Cresce la sharing economy in Italia con all’attivo circa 250 piattaforme collaborative on line. Lo afferma una ricerca dell’Università Cattolica del Sacro Cuore presentata nel corso di Sharitlay, il primo incontro interamente dedicato all’economia collaborativa. La ricerca rileva circa 160 piattaforme di scambio e condivisione, circa 40 esperienze di autoproduzione, circa 60 di crowding (di cui 27 quelle di crowdfunding attive e 14 in fase di lancio). Che si tratti di “sharing” per la condivisione di beni, servizi, informazioni, spazi, tempo o competenze, di “bartering”, ovvero il baratto tra privati ma anche tra aziende o di “crowding” con pratiche come il crowdsourcing e crowdfunding ma anche di “making” cioè di autoproduzione dall’hobbismo alla fabbricazione digitale (fablab), dal 2011 a oggi i numeri sono più che triplicati, in particolare nell'ambito del turismo, dei trasporti, delle energie, dell'alimentazione e del design. Ne parliamo con Marta Mainieri di collaboriamo.org e autrice dell'omonimo libro edito da Hoepli. La sharing economy è un nuovo modello di servizio che può essere un’opportunità per start up, aziende e amministrazioni ma, anche, per rispondere alle sfide a cui sono chiamate a rispondere le nostre città.

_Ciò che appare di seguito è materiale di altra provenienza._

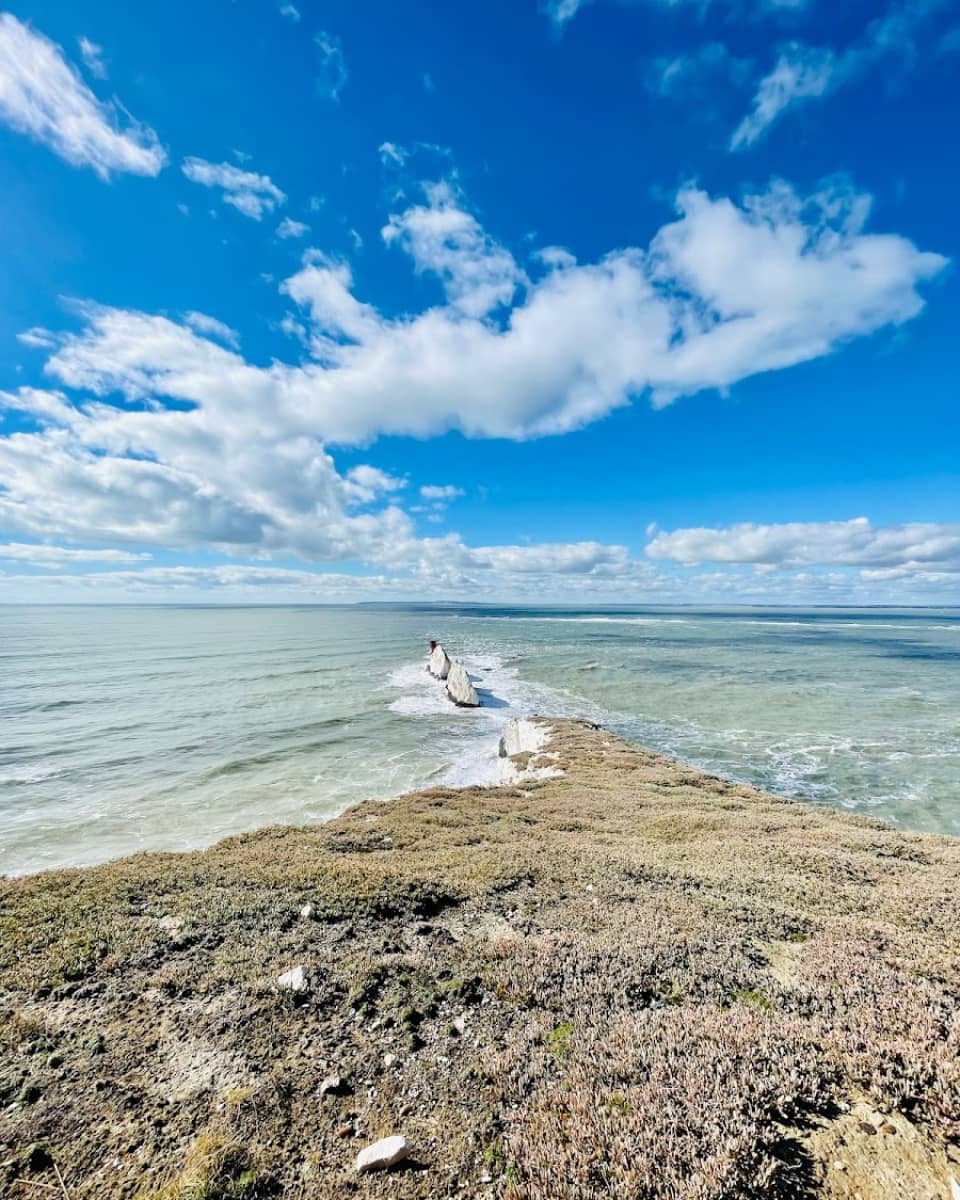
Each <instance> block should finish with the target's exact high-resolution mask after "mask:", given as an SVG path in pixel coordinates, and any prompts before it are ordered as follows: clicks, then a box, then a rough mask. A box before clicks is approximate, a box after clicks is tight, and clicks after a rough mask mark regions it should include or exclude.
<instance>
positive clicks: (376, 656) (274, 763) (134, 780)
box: [0, 607, 960, 872]
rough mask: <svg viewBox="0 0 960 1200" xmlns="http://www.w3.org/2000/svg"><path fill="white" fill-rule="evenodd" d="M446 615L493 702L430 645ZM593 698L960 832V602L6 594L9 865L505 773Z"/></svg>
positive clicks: (6, 740) (197, 839) (776, 783)
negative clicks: (481, 698) (532, 719)
mask: <svg viewBox="0 0 960 1200" xmlns="http://www.w3.org/2000/svg"><path fill="white" fill-rule="evenodd" d="M428 637H439V638H442V640H443V641H444V643H445V644H446V646H448V649H449V650H450V653H451V654H452V655H456V656H461V658H463V659H464V661H466V662H467V666H468V668H469V670H470V673H472V674H473V676H475V677H476V680H478V683H476V685H478V689H479V690H480V694H481V698H482V700H484V707H482V708H481V709H480V710H479V712H470V710H466V709H457V708H454V706H451V704H450V703H449V702H448V701H446V698H445V696H444V695H443V690H442V688H440V685H438V684H437V683H436V682H434V680H432V679H431V678H430V677H428V676H427V674H426V672H425V670H424V666H422V658H421V653H422V648H424V647H425V643H426V640H427V638H428ZM530 713H547V714H554V715H575V716H587V718H589V719H592V720H595V721H600V722H602V724H605V725H607V726H610V727H612V728H614V730H617V731H618V732H620V733H623V734H625V736H626V737H630V738H634V739H636V740H640V742H643V743H646V744H647V745H650V746H654V748H655V749H659V750H664V751H667V752H671V754H674V755H677V756H679V757H680V758H684V760H685V761H688V762H691V763H694V764H696V766H698V767H703V768H706V769H708V770H713V772H716V773H720V774H722V775H726V776H728V778H733V779H739V780H745V781H748V782H752V784H757V785H760V786H762V787H766V788H769V790H772V791H776V792H781V793H784V794H788V796H797V797H804V798H808V799H811V800H815V802H818V803H824V804H833V805H836V806H842V808H846V809H851V810H856V811H862V812H868V814H872V815H876V816H882V817H886V818H888V820H892V821H894V822H895V823H896V824H899V826H901V827H904V828H910V829H928V830H940V832H946V833H953V834H960V611H956V610H950V611H932V610H912V611H908V612H894V611H878V610H870V611H863V612H854V611H848V610H847V611H839V610H820V611H816V612H799V611H798V612H785V611H778V612H772V611H760V610H738V611H730V612H718V611H703V612H694V611H689V610H679V611H672V612H670V611H664V610H646V611H638V610H635V611H631V612H617V613H613V612H560V611H546V610H545V611H540V612H535V611H530V610H523V611H520V610H505V608H488V610H482V608H475V610H472V608H468V610H454V608H444V610H433V611H431V610H424V608H419V610H418V608H394V607H385V608H373V607H371V608H364V607H360V608H311V607H289V608H282V607H281V608H212V607H211V608H202V607H182V608H179V607H164V608H160V607H154V608H150V607H126V608H107V607H36V608H29V607H7V608H0V871H5V872H20V871H31V870H38V869H43V868H52V866H64V865H77V864H83V863H91V862H101V860H103V859H107V858H110V857H114V856H116V854H120V853H127V852H131V851H137V850H181V848H185V847H191V846H198V845H205V844H209V842H211V841H215V840H216V839H218V838H221V836H224V835H226V834H229V833H238V832H240V830H245V829H252V828H257V827H260V826H264V824H274V823H286V822H296V823H311V822H317V821H323V820H326V818H329V817H330V816H332V815H335V814H336V812H338V811H341V810H342V809H343V808H344V806H346V805H348V804H350V803H354V802H355V800H359V799H362V798H365V797H368V796H382V797H386V796H392V794H397V793H398V792H402V791H407V790H409V788H414V787H420V786H424V785H430V784H437V782H455V784H468V782H487V781H492V780H493V779H494V778H496V769H497V763H496V754H497V742H498V738H499V732H500V730H502V727H503V725H504V724H505V722H506V721H508V720H510V719H511V718H514V716H517V715H527V714H530Z"/></svg>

Per capire il panorama delle start up italiane da più di un anno la directory collaboriamo.org monitora e registra i servizi collaborativi italiani: servizi giovani, nati per la maggior parte tra il 2012 e il 2013, in crescita seppur con qualche difficoltà. E quanto ai risultati? Crescono bene le start up internazionali che arrivano in Italia, ma anche alcune piattaforme italiane. Pesano però alcune criticità e ritardi quali la scarsa familiarità con internet degli italiani, la mancanza di regolamentazione normativa, i pochi fondi di investimento erogati, nonché la scarsa preparazione imprenditoriale dei giovani italiani. Tuttavia questi servizi possono rappresentare un’opportunità per aziende e amministrazioni, sia perché offrono nuovi modelli di business, sia perché possono rafforzare la coesione sociale, salvaguardare l’ambiente, favorire la ridistribuzione della ricchezza e trattenere i giovani.

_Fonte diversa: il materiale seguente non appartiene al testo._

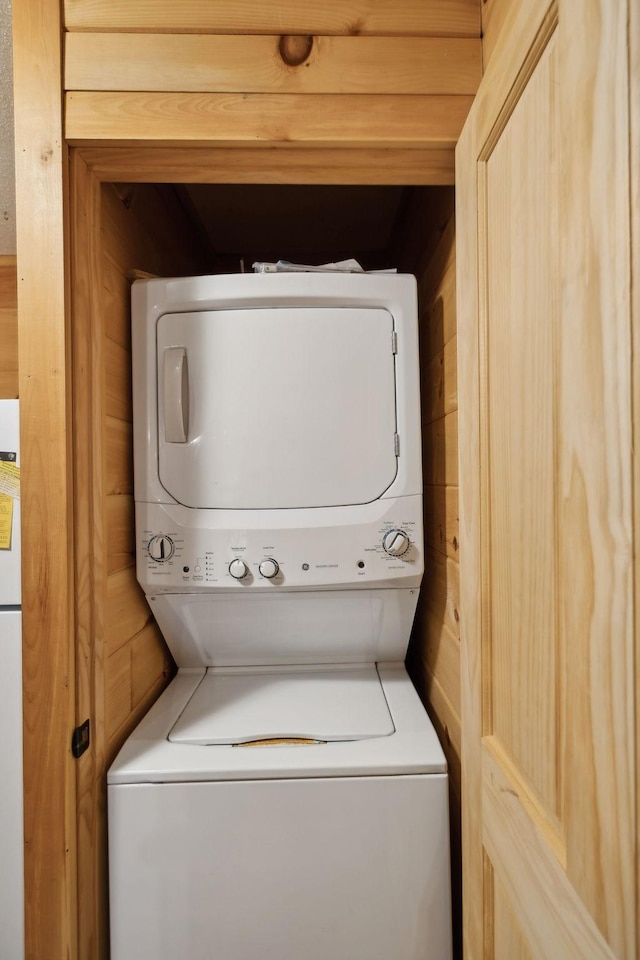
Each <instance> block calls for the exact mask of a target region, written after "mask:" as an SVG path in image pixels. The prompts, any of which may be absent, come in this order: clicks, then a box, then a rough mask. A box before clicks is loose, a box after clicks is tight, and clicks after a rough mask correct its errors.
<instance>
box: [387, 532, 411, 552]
mask: <svg viewBox="0 0 640 960" xmlns="http://www.w3.org/2000/svg"><path fill="white" fill-rule="evenodd" d="M382 546H383V547H384V549H385V551H386V552H387V553H388V554H389V555H390V556H392V557H401V556H402V554H403V553H406V552H407V550H408V549H409V547H410V546H411V541H410V540H409V537H408V535H407V534H406V533H405V532H404V530H387V532H386V533H385V535H384V537H383V538H382Z"/></svg>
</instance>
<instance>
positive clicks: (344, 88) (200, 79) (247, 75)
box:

Con un 13% della popolazione che ha utilizzato almeno una volta servizi di sharing, l’economia collaborativa in Italia si avvicina al tipping point per la diffusione di un fenomeno tra la popolazione (previsto al 15% ).

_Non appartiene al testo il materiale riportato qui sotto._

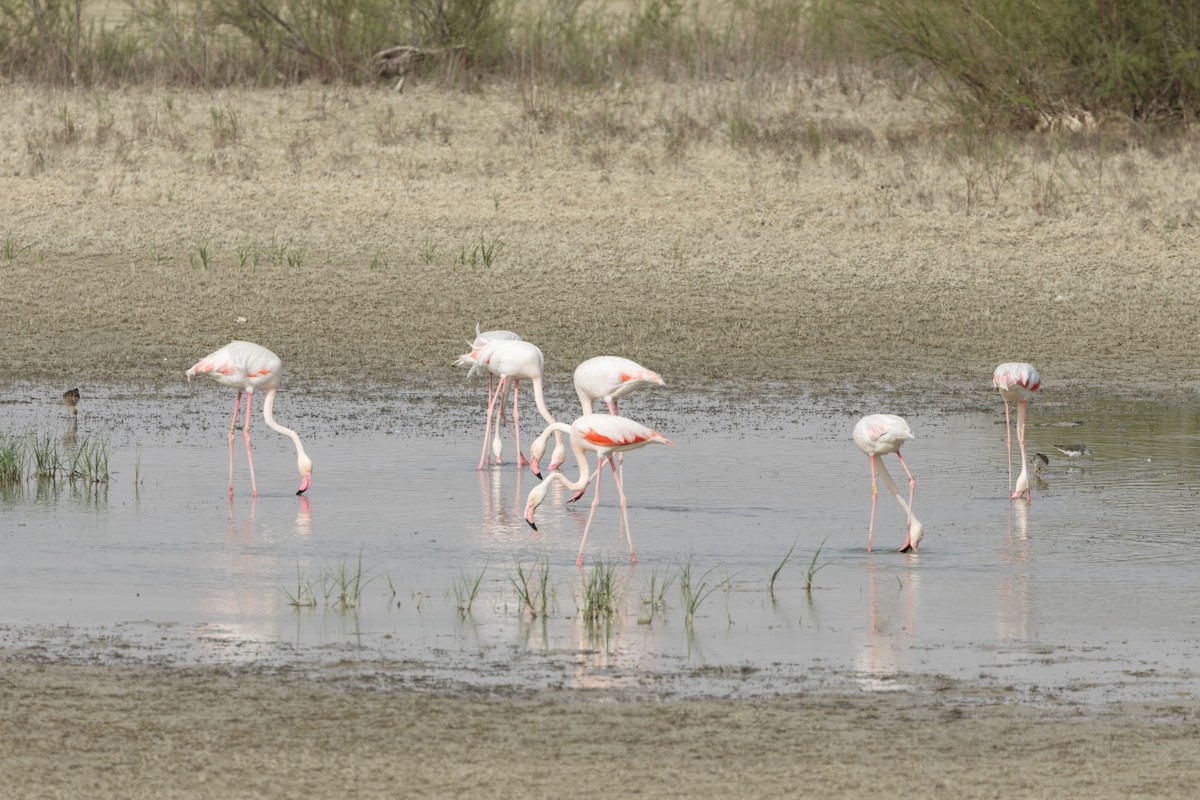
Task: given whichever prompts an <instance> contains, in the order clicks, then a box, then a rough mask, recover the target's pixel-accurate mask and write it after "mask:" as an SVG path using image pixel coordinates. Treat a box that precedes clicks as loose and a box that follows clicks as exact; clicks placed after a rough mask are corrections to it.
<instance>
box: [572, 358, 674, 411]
mask: <svg viewBox="0 0 1200 800" xmlns="http://www.w3.org/2000/svg"><path fill="white" fill-rule="evenodd" d="M662 385H664V383H662V377H661V375H659V373H656V372H654V371H653V369H647V368H646V367H643V366H642V365H640V363H637V362H636V361H630V360H629V359H623V357H620V356H617V355H598V356H595V357H594V359H588V360H587V361H584V362H583V363H581V365H580V366H577V367H576V368H575V393H576V395H578V396H580V405H581V408H582V413H583V414H592V411H593V408H592V407H593V404H594V402H595V401H598V399H602V401H604V402H605V404H606V405H607V407H608V413H610V414H619V413H620V409H619V408H618V405H617V401H619V399H620V398H622V397H624V396H625V395H629V393H630V392H632V391H635V390H637V389H640V387H642V386H662Z"/></svg>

Gli Early Adopter, per lo più uomini con livello di istruzione elevato e residenti in grandi centri abitati, hanno utilizzato almeno una volta servizi di Sharing perché propongono soluzioni innovative e rispettose dell’ambiente, favoriscono la socializzazione ma anche il risparmio economico. Tra i servizi più utilizzati quelli legati alla mobilità (car sharing), alloggio condiviso, scambio e baratto.
Tra le resistenze di chi non ha provato i servizi di sharing, infatti, le più diffuse riguardano sia la condivisione di beni di proprietà sia alla fiducia verso gli altri.